Resmi tarihe göre, bu süreçte M. Kemal’in liderliğinde çetin koşullar altında, işgalci itilaf devletlerine karşı büyük bir kahramanlıkla anti-emperyalist bir mücadele yürütülerek bu kazanımlar elde edilmiştir. Ancak tarihsel gerçekler ve belgeler bunun böyle olmadığını gösteriyor. Bazı yerel direnişler M. Kemal ve arkadaşları bölgeye gelmeden önce ve onlara rağmen başlamıştı. Yunanistan’la yaşanan savaşın haricinde M. Kemal, dönemin emperyalist güçleri olarak bilinen İngiltere, Fransa, İtalya ve Bolşevik Rusya’nın hiçbiriyle çatışmaya girmemiş. Tam tersine hepsiyle önce ikili anlaşmalar yapılmış ve daha sonra Lozan’da toplu bir anlaşma yapılmış. Zaten M. Kemal’in Kürdistan’a gönderilmesi, söylendiği gibi sadece Vahdettin’in onayıyla değil, esas olarak İngiltere’nin isteği ve onayı ile olmuştur.
İlk önce 16 Mart 1921’de İngiltere ve Bolşevik Rusya arasında yapılan anlaşmayla Kemalist harekete destek verilir. Daha sonra 20 Kasım 1921’de Fransa ve Ankara arasında imzalanan anlaşmayla Fransızlar Klikya bölgesinden çekilir. Fransa aynı zamanda Türk-Yunan savaşında İngiltere’nin tutumunu eleştirerek Bolşeviklerle birlikte Mustafa Kemal’e destek veriyordu. Bu anlaşmalar sağlandıktan sonra Ankara hükümetiyle diplomatik ilişkiler geliştirilir ve böylece 21 Şubat 1921’de düzenlenen Londra Konferansı’na Yunanistan’la birlikte davet edilir.
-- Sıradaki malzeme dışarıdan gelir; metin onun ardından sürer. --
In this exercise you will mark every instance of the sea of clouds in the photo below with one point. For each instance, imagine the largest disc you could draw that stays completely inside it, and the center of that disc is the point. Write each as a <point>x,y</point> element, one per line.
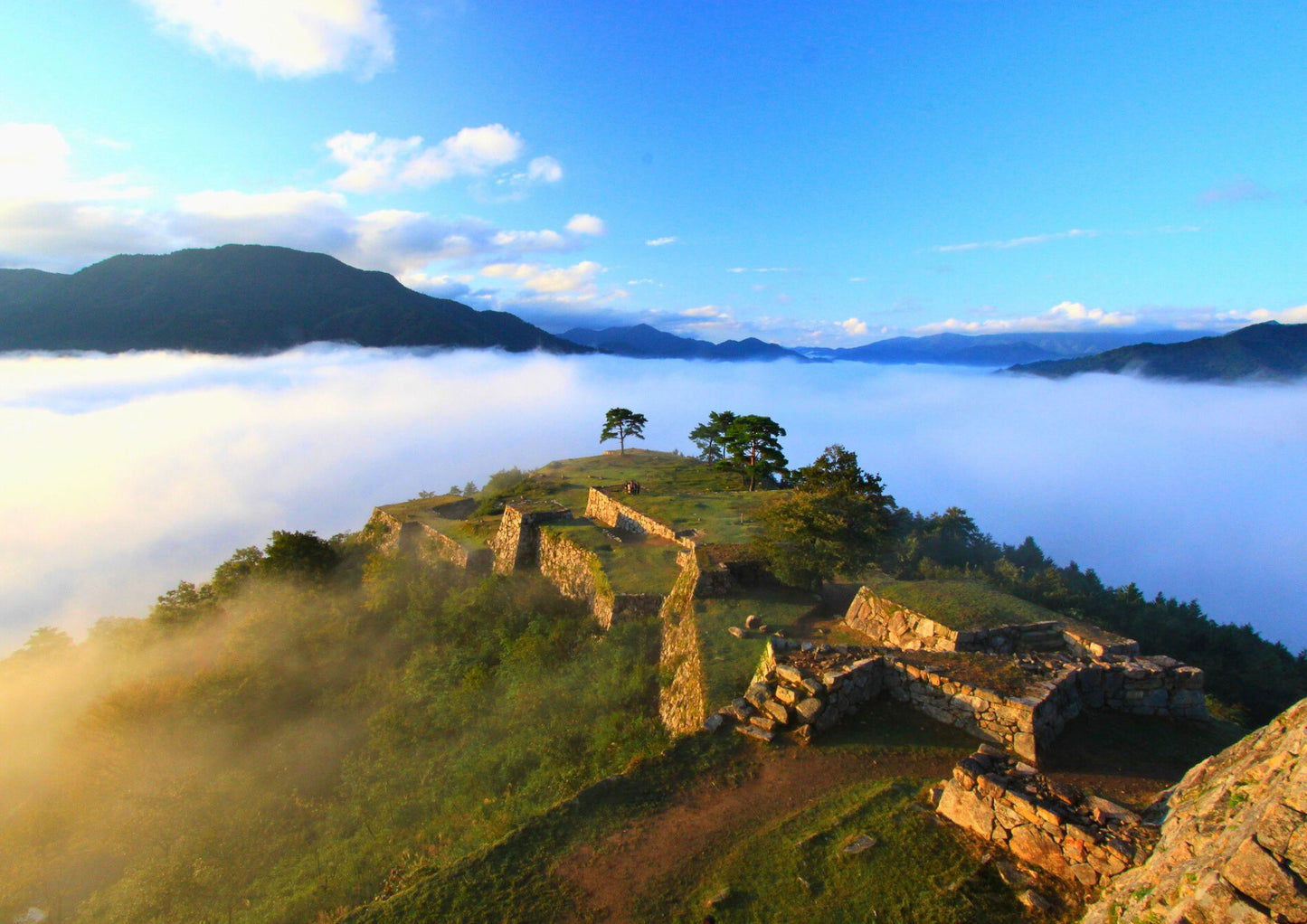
<point>126,474</point>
Fransa’ya göre Türk-Yunan savaşı, kendi konumunu güçlendirmek amacıyla Britanya’nın tertibiyle vuku bulmuştur. Ali İlmi Fani de benzer bir değerlendirmeyi Adana’da yayımladığı Ferda gazetesinde yapmış; “Türk ile Yunan’ın Anadolu’da birbirinin boğazına sarılması ayniyle İspanya’daki boğa güreşlerini tasvir ediyor. Zafer sevinciyle sermest olan büyük Britanya için esasen galibiyet şerefine böyle bir kanlı eğlence tertibi lazım idi.”[2]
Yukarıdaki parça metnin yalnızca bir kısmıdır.